I was born with a port-wine stain, a hemangioma, underneath my left eye. I learned from a young age that beauty really radiates outwards from within. Without makeup, it still looks like I have a black eye; my parents told me that that was where the angel kissed me before I was born. Although I am still self-conscious about it at times, I have learned to embrace it as part of who I am. It inspired me to start my foundation for children suffering from debilitating vascular anomalies and birthmarks; to date, we have already funded close to 30 surgeries.
What was the inspiration behind your book Go Girl! Raising Healthy, Confident and Successful Girls Through Sports? And while that was in 2001, is there a follow up in the works?
My mother once gave me a framed quote, which I love and keep on my desk at ESPN, from Marianne Williamson. It says, “Who am I to be brilliant, gorgeous, talented, fabulous? Actually who are you NOT to be?... Your playing small does not serve the world.” Sometimes young girls make themselves smaller because of outdated ideas about femininity. They stop raising their hands in math and science classes and stop participating in sports. In my book, I wanted to illustrate how participation in sports benefits girls in so many powerful ways, and I offer a lot of guidelines for parents who are going through this process to educate them.
Lastly, we’d love to have you share as much as you’d like about the foundations you are part of and of your amazing philanthropic work you’ve done.
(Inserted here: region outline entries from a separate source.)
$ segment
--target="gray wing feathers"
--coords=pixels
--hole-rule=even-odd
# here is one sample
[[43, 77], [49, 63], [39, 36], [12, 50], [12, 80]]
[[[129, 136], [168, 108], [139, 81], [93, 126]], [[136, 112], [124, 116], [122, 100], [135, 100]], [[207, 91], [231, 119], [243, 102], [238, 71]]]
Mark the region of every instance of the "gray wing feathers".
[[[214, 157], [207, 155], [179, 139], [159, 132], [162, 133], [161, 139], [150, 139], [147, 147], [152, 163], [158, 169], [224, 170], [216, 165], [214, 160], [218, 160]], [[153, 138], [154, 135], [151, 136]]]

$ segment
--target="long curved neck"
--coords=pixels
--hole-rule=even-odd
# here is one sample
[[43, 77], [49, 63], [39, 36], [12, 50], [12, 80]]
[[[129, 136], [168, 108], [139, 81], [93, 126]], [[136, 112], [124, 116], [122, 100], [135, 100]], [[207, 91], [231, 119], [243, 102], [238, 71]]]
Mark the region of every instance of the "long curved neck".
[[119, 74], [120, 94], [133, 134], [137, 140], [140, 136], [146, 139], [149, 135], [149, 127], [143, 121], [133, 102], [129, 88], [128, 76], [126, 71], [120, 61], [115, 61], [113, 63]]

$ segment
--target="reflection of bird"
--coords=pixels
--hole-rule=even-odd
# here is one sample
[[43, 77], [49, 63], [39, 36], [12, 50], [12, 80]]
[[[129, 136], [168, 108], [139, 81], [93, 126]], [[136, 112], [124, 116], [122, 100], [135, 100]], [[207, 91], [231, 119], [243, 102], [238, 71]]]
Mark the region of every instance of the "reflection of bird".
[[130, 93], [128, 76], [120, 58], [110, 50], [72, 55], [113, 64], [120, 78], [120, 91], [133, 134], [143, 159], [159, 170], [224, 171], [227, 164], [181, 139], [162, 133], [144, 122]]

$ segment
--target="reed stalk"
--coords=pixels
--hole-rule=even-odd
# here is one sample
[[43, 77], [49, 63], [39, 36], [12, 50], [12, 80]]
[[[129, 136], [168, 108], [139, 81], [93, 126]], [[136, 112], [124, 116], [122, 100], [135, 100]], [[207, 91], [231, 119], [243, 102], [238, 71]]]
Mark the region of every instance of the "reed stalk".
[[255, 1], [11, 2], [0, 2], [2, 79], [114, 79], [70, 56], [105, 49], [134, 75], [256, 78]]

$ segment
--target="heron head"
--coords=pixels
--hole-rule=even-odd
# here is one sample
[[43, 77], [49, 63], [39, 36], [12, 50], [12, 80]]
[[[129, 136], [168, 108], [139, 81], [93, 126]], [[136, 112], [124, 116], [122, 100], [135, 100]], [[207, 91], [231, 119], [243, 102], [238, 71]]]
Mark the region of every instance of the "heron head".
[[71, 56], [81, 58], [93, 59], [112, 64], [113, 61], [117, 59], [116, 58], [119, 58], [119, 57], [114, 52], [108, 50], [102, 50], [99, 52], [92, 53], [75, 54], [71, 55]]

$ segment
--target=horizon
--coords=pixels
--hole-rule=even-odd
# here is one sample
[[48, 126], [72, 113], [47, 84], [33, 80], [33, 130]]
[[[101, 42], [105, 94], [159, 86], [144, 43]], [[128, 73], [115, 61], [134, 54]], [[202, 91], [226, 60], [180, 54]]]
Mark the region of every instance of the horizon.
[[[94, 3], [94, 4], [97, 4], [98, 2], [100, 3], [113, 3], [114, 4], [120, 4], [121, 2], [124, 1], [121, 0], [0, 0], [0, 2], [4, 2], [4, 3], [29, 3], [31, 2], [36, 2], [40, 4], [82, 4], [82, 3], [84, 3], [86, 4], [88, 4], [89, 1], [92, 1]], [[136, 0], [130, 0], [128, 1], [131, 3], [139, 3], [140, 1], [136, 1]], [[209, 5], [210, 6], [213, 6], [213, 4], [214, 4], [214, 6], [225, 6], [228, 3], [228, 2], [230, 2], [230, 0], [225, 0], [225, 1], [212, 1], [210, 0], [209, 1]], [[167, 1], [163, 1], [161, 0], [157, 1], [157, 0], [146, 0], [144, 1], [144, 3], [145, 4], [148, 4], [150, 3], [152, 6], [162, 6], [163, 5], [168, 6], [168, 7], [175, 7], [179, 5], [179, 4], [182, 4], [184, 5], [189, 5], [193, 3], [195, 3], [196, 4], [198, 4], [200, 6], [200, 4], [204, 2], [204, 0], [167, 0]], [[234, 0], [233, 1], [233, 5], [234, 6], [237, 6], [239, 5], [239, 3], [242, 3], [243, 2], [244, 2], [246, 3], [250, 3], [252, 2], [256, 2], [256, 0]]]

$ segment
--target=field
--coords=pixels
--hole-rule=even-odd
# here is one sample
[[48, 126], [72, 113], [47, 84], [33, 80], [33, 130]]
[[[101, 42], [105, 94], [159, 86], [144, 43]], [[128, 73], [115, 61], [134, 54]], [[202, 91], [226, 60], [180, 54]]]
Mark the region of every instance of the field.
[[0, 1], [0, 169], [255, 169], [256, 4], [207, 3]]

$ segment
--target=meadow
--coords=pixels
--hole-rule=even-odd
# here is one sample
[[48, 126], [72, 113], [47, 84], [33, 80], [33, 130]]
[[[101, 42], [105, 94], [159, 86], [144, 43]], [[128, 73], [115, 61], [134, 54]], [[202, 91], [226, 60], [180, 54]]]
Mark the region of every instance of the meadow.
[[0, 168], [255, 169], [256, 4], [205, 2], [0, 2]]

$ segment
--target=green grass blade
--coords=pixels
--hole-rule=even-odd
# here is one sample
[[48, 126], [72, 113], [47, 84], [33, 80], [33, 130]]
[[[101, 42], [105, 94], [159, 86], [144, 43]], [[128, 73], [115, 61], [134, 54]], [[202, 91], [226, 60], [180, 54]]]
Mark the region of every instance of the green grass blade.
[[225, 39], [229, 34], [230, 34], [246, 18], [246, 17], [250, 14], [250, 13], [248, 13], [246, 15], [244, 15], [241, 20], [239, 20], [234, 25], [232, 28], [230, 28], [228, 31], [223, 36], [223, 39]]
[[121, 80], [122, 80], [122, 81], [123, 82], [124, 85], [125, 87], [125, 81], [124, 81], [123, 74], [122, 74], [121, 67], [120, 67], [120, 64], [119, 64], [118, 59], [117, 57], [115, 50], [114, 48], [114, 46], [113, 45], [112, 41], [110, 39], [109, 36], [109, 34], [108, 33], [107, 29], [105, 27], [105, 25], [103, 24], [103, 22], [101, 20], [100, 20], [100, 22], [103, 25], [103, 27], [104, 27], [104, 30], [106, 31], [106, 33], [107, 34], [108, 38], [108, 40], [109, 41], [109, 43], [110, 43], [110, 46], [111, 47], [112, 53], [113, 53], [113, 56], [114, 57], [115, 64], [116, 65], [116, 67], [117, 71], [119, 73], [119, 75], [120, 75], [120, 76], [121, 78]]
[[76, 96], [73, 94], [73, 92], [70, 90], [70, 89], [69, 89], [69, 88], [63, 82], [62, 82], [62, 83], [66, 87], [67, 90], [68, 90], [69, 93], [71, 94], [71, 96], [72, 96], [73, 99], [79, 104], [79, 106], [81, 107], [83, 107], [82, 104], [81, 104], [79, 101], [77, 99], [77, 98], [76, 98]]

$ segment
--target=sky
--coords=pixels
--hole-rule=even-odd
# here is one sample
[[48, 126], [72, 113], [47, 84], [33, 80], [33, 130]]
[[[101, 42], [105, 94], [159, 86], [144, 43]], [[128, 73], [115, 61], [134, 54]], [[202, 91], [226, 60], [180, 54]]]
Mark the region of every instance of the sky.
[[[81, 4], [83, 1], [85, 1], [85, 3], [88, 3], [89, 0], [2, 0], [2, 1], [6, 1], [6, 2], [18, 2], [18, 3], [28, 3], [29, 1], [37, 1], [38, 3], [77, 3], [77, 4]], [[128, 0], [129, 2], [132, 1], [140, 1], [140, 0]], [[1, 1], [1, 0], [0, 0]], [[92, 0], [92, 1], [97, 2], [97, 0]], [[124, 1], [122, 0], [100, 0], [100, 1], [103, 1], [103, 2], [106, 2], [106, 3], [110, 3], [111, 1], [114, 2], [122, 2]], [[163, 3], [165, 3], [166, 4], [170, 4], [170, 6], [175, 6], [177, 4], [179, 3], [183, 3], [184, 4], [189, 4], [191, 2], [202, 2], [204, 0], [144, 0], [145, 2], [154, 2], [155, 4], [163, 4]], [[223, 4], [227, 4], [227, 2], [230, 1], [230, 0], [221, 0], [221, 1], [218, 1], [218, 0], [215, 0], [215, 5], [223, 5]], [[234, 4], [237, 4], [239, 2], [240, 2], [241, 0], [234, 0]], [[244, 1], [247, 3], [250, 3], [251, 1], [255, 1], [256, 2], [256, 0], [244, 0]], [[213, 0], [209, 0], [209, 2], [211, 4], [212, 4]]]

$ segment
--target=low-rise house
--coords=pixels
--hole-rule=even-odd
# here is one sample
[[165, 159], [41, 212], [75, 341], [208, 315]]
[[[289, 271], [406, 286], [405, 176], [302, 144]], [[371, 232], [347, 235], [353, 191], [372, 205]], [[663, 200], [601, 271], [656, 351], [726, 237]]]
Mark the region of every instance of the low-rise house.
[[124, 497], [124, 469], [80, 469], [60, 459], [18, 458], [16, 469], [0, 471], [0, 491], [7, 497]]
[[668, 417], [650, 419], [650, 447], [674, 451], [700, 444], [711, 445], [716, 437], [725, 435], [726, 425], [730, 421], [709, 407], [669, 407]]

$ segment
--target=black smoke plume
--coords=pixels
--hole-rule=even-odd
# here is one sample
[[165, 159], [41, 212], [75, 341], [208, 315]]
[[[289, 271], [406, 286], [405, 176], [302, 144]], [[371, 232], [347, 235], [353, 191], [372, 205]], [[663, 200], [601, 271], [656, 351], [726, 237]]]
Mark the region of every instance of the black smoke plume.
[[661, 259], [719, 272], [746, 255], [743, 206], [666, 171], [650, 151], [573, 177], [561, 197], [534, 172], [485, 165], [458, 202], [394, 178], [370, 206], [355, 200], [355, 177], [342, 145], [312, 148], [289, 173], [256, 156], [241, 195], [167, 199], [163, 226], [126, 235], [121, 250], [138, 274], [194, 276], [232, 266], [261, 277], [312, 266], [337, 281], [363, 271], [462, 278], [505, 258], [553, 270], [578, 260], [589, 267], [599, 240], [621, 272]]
Share with our readers where they can go to find out more about some foundations you started and those you are closely tied to.
The awareness and treatment of vascular birthmarks is a cause that’s close to my heart because of my own experience. In 2008, I created the Hannah Storm Foundation (HSF) to raise awareness, fund treatment, and provide educational information for children suffering from debilitating and disfiguring vascular anomalies. Our goal is to inspire individual potential and to promote an active and fulfilling life. We have sponsored surgeries for children around the world, from Montana and Massachusetts to China, South Africa, and Slovenia.
HSF also funds the Hannah Storm Journalism Internship at Notre Dame, my alma mater. This internship provides opportunities for current Notre Dame undergraduate students interested in communications and marketing to gain practical experience in order to better prepare themselves for their careers later on.